As a pastor, I have officiated many weddings and seen lots of emotions between brides and grooms, and some of my emotions mirror theirs.
There was a bride who couldn’t stop crying during her pre-marital counseling sessions. In that case, I think it was because she was so overwhelmed by the reality of being deeply loved and wanted.
There was also a groom who, after the wedding ceremony, stepped onto a patio with his male relatives and broke down sobbing in the arms of one of his trusted uncles. Again, the experience of being married (loved and chosen) was healing a deep pain in him.
There is a little bit of that pain in me.
The love I share with Andrea heals me and I experience a lot of joy because of that love.

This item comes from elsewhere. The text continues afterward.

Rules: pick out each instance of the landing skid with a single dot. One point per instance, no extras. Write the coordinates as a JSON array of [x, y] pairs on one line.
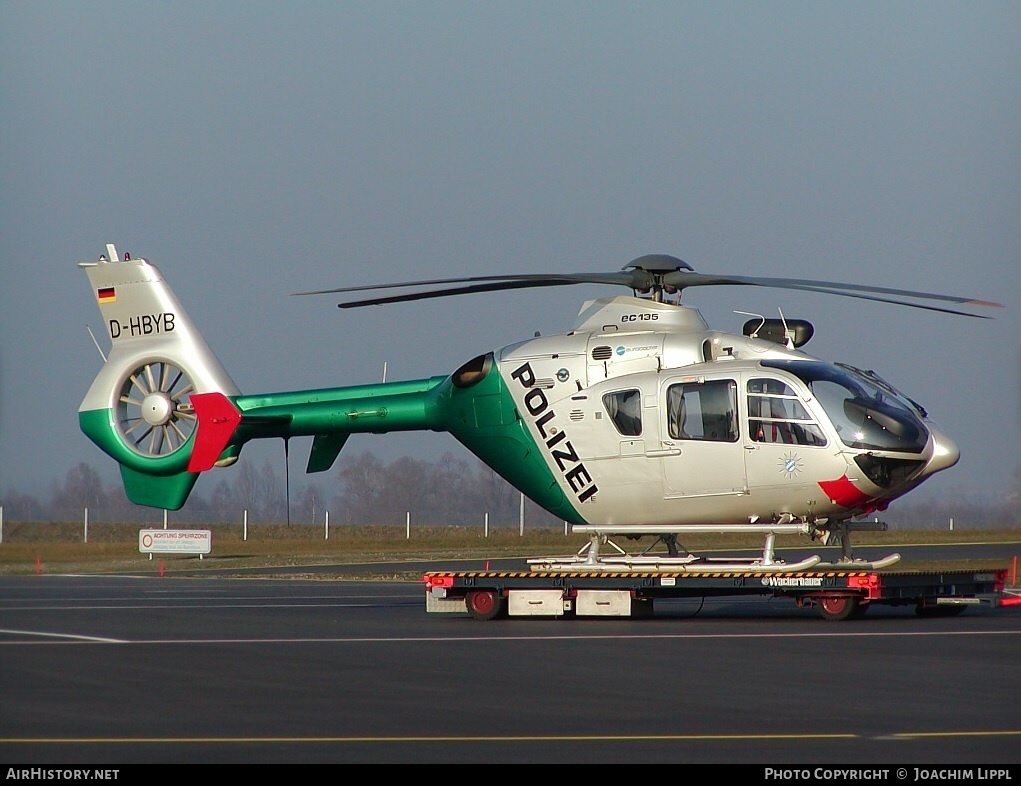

But I won’t say that she completes me–that’s how I thought when I was younger. I now know that I am complete without her. I had gotten to a point in my life when I knew I could live a happy and fulfilled life without a spouse. Ironically, that was just about when I met her. (God, you are a trickster!)
In my vows I said, “I will ask for what I want, but I won’t expect you to make me happy. I will expect happiness to come to me and to us through sharing our lives together, through experiencing our great communion and our beautiful autonomy.”
Not expecting her to “make me happy” is the same as saying I don’t expect her to complete me. I am who I am, and she is who she is. Our coming together gives us experiences that we wouldn’t have without each other. That is not completion, but it is enrichment.
My life is enriched by this particular love that we share.